Department of Pulmonary and Critical Care Medicine, Beijing Chao-Yang Hospital, Capital Medical University, Beijing, 100020, People's Republic of China.
Beijing Institute of Respiratory Medicine, Beijing, 100020, People's Republic of China.
Med Biol Eng Comput. 2022 Aug;60(8):2321-2333. doi: 10.1007/s11517-022-02589-x. Epub 2022 Jun 24.
Chronic obstructive pulmonary disease (COPD) is a common disease with high morbidity and mortality, where early detection benefits the population. However, the early diagnosis rate of COPD is low due to the absence or slight early symptoms. In this paper, a novel method based on graph convolution network (GCN) for early detection of COPD is proposed, which uses small and weakly labeled chest computed tomography image data from the publicly available Danish Lung Cancer Screening Trial database. The key idea is to construct a graph using regions of interest randomly selected from the segmented lung parenchyma and then input it into the GCN model for COPD detection. In this way, the model can not only extract the feature information of each region of interest but also the topological structure information between regions of interest, that is, graph structure information. The proposed GCN model achieves an acceptable performance with an accuracy of 0.77 and an area under a curve of 0.81, which is higher than the previous studies on the same dataset. GCN model also outperforms several state-of-the-art methods trained at the same time. As far as we know, it is also the first time using the GCN model on this dataset for COPD detection.

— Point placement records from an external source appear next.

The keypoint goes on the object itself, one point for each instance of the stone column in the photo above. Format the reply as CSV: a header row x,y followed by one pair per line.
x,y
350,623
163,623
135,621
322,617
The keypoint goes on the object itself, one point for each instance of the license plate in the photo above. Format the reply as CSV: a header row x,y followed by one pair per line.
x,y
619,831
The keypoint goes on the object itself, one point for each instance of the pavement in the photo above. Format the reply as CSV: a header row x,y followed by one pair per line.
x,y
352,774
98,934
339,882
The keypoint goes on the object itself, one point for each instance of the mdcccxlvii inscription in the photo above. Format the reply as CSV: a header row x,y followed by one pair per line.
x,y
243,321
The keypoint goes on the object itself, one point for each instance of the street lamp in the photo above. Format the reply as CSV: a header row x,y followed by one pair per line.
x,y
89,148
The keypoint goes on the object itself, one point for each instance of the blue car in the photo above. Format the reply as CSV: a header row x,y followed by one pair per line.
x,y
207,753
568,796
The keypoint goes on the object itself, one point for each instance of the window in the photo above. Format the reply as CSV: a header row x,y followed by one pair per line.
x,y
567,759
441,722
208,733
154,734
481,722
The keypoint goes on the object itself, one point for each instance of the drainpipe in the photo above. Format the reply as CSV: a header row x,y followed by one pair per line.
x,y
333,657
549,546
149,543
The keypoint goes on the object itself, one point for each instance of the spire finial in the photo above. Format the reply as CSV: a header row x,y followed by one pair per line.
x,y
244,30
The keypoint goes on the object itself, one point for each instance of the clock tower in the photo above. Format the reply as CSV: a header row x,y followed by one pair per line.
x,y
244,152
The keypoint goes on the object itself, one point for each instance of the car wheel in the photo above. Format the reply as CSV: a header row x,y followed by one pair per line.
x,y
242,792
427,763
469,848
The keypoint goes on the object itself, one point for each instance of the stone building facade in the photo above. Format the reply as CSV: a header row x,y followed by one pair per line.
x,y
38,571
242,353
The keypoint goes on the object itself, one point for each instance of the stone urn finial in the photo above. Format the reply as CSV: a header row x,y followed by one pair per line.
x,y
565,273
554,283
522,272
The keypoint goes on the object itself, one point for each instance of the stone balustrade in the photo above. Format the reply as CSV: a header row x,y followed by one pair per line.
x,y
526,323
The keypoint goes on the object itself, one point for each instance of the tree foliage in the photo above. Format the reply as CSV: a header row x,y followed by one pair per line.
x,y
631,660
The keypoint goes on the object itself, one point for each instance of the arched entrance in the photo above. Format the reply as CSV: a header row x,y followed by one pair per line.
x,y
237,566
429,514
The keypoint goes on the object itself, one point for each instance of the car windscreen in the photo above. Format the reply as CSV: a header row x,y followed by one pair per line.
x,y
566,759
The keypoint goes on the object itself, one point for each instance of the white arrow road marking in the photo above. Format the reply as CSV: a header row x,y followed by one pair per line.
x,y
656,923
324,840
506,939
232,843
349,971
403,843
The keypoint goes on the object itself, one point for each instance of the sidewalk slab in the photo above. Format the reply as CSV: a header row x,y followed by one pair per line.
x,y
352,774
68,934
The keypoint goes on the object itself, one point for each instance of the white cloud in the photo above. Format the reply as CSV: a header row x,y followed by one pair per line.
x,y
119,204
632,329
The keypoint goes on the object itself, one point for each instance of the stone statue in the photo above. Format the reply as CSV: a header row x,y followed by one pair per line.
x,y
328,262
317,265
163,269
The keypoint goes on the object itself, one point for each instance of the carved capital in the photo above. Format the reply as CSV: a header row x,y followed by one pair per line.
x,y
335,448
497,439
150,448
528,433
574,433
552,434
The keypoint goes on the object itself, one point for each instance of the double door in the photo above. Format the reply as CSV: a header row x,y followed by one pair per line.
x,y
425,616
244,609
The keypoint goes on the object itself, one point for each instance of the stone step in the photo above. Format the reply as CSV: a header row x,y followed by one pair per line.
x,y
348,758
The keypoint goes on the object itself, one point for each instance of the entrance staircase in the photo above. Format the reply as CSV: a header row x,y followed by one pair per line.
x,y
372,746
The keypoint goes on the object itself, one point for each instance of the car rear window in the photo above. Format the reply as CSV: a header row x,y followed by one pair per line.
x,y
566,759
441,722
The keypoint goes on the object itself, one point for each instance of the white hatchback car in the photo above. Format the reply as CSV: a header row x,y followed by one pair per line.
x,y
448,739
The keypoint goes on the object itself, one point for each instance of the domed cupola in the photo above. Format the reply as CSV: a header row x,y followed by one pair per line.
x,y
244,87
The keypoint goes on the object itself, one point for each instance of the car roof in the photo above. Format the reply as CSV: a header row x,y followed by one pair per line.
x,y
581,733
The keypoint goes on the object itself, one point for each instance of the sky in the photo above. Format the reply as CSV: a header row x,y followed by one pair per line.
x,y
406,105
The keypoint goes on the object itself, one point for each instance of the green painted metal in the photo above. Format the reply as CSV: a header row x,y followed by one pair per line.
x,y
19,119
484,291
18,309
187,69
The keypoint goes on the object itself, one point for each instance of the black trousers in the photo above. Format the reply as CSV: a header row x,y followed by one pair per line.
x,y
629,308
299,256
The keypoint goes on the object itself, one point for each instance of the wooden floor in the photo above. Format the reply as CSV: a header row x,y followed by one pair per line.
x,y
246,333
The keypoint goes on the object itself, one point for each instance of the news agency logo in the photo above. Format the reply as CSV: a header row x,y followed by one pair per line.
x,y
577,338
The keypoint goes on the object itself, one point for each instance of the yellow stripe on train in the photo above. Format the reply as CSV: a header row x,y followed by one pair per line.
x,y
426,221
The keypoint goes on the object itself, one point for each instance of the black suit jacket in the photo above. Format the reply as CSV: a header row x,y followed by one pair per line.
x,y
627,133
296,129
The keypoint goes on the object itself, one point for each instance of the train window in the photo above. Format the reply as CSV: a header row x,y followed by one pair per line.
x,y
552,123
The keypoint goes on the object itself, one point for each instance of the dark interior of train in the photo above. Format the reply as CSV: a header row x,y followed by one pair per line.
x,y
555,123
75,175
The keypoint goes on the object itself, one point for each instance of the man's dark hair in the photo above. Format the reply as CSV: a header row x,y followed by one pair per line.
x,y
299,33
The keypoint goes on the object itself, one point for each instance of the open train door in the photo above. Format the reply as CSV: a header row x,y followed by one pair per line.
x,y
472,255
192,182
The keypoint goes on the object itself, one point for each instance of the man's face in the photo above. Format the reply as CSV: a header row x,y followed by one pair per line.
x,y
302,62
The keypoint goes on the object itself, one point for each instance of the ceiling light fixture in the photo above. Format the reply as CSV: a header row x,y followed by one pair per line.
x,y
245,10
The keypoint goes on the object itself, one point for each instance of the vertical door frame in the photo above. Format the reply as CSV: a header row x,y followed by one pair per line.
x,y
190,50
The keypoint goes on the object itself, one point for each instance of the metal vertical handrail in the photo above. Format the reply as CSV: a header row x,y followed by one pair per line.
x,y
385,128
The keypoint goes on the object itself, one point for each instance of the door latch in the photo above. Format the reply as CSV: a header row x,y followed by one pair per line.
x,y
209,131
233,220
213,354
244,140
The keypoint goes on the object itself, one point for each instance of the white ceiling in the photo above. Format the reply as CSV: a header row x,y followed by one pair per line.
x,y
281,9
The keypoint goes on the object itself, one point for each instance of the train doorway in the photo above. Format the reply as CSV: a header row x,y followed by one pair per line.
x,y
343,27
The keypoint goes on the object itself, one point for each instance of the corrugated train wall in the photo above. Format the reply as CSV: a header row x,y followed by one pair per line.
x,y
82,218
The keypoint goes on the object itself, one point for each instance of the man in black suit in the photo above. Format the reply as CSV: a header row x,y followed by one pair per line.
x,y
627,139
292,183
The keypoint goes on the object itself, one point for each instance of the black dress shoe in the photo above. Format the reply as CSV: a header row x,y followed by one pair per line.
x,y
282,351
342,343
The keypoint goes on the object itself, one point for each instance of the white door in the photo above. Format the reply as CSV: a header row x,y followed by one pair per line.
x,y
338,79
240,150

慢性阻塞性肺疾病(COPD)是一种发病率和死亡率都很高的常见疾病,早期发现对人群有益。然而,由于缺乏或轻微的早期症状,COPD 的早期诊断率较低。在本文中,我们提出了一种基于图卷积网络(GCN)的 COPD 早期检测新方法,该方法使用了来自公开的丹麦肺癌筛查试验数据库中随机选择的小而弱标记的胸部计算机断层图像数据。其主要思想是使用从分割的肺实质中随机选择的感兴趣区域构建图,然后将其输入到 GCN 模型中以进行 COPD 检测。通过这种方式,该模型不仅可以提取每个感兴趣区域的特征信息,还可以提取感兴趣区域之间的拓扑结构信息,即图结构信息。所提出的 GCN 模型在同一数据集上的先前研究中取得了可接受的性能,其准确率为 0.77,曲线下面积为 0.81。该模型还优于同时训练的几种最先进的方法。据我们所知,这也是首次在该数据集上使用 GCN 模型进行 COPD 检测。